In a globalized economy, one can operate capital flows beyond national boundaries and barriers. The Global investor or investors from developed countries seeking investment outside their countries because of low rate of return in their own counties. India being a developing nation is a best one to attract the global investor because of increased rate of economic growth, cheap and talented manpower and resources.
However, in the era of globalization, the Indian economy has to be open in a systematic and logical manner. There has been a plethora of changes in the laws governing foreign exchange in India. India has departed from the stringent regulations under Foreign Exchange Regulation Act, 1973 (‘FERA”) to effective management of foreign exchange under the present Foreign Exchange Management Act, 1999(‘FEMA).Under the provisions of FEMA, the Reserve Bank of India (‘RBI”) has been given the power to make, issue and implement rules and regulations pertaining to Foreign Exchange transaction. The rules pertaining to FDI are governed by Foreign Exchange Management (Transfer or Issue of security by a person resident outside India) Regulations, 2000.
A Foreign Company can set up business by having a Liaison or Representative Office or set-up Joint Venture with an Indian partner or establish a Wholly Owned Subsidiary.
A Foreign Company can commence its business in India with or without retaining status of a Foreign Company.
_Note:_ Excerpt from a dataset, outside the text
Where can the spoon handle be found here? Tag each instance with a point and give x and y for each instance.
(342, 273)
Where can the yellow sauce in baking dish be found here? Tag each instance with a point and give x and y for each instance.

It may retain its status as a Foreign Company, if it intends to carry out business through Branch Office or a Project Office or a Liaison Office subject to the provision of Foreign Exchange Management (Establishment in India of Branch Office or office or other Place of Business) Regulation, 2000 under the FEMA, 1999.
Moreover, Foreign Company can incorporate a Indian Company according to the Indian Companies Act, 1956 in the form of Wholly owned subsidiary Company (WOS) or as a Joint venture Company.
Under Foreign Exchange Management (Transfer or issue of security by a person resident outside India) regulation, 2000 two modes are prescribed for a Foreign Company to invest in India to set up business in India.
Under Automatic Route : The FDI is allowed upto 100% in all ‘business’ activities/ sectors except the following which requires prior governmental approval:
i. Activities/items that require an Industrial license;
ii. Proposal in which the foreign collaborator has an existing financial/technical collaboration in India in the same “field”;
iii. Proposal for acquition of shares in an existing Indian company in financial service sector and where Securities Exchange Board of India (Substantial acquition of shares and take over) Regulations, 1997 is attracted;
iv. All proposal falling outside notified sectoral policy caps or under sectors in which FDI is not permitted;
v. Investment in excess of sectoral equity caps/limits as prescribed in the said regulation. For example in Insurance the FDI cap is 26% beyond which permission of FIPB is required.
If all of the above conditions are satisfied no prior approval of Government of India or RBI is required. However, the Indian Company is required to file a report with RBI within 30 days of receipt of consideration (eg. share application money) from the foreign investor. Thereafter, it is required to file another declaration in the prescribed Form (FC-GPR) with in 30 from the date of issue of shares to the foreign Investor.
Approval Route (Government Route): Foreign Investment which does not qualify for the automatic approval route is required to be approved by the Foreign Investment Promotion Board (‘FIPB’), Ministry of Finance. Foreign Investment is prohibited under Government as well as Automatic Route in the following sectors as on 10/02/2006:
i. Retail Trading (except single brand product retailing)
ii. Automatic Energy;
iii. Lottery Business;
iv. Gambling and Betting
All activities/sectors would require prior Government approval for FDI where more than 24% foreign equity is proposed to be included for manufacture of items reserved for Small Scale Sector. Normally, Secretariat of Industrial Approval (SIA) or FIPB takes 25-30 days to accord approval. FIPB considers various factors before giving approval like quantum of investment, employment generation, technology adoption, export commitments, affect on environment etc.
That, day is not far when we will be able to label India as a developed nation. The role of FDI is crucial in this regard, as it will leads to new opportunities to the Indian as well as for global executives, that can be fully optimized.